Ice shelves of Antarctica’s Pine Island Glacier may go earlier than expected

The melting of the glacier could result in a 0.5 metre global sea-level rise

 
By DTE Staff
Published: Tuesday 15 June 2021

The ice shelves of Pine Island Glacier are breaking apart rapidly and may collapse faster than previously projected, according to a study by Washington University and British Antarctic Survey. 

Pine Island Glacier is one of the largest ice streams in Antarctica. It contains approximately 180 trillion tonnes of ice, melting of which could result in 0.5 meters or 1.6 feet of global sea level rise.

It is Antarctica’s largest contributor to sea-level rise, causing about one-sixth of a millimeter increase to the sea-level each year or about two-thirds of an inch per century. Several studies have shown that past speedups were due to melt-driven thinning, concentrated near the grounding line.

In this study, researchers analysed satellite images from January 2015 to March 2020. For most of the first two years, the satellites took high-resolution images every 12 days. The researchers found that recent changes in the ice shelf were not caused by processes directly related to ocean melting.

From 2017 to 2020, a large iceberg on the edge of the ice shelf collapsed and glaciers accelerated, the study revealed. The ice shelf lost about one-fifth of its area in this period, as captured by the Copernicus Sentinel-1 satellites, operated by the European Space Agency on behalf of the European Union. The glacier's surface also sped up by 12 per cent in this time.

The authors used an ice flow model to confirm that the loss of the ice shelf caused the observed speedup. High-resolution videos of glaciers stitched together from satellite data showed the sides of the ice shelf were gridded with respect to the coastline. But a large crack in the centre of the ice shelf caused a sudden snap.

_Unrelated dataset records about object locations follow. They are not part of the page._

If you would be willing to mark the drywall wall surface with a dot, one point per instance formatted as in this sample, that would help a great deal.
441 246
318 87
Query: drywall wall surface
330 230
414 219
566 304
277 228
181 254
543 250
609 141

Ian Joughin, glaciologist at the UW Applied Physics Laboratory and lead author of the paper, said:

The recent changes in speed are not due to melt-driven thinning; instead they're due to the loss of the outer part of the ice shelf. The glacier's speedup is not catastrophic at this point. But if the rest of that ice shelf breaks up and goes away then this glacier could speed up quite a lot.

Pine Island Glacier has a large ice shelf, which supports the glacier. Recent speedups due to edge weakening may shorten the timeline for the Pine Island Glacier to finally collapse into the ocean.

The study was published in the open access journal Science Advances on June 11.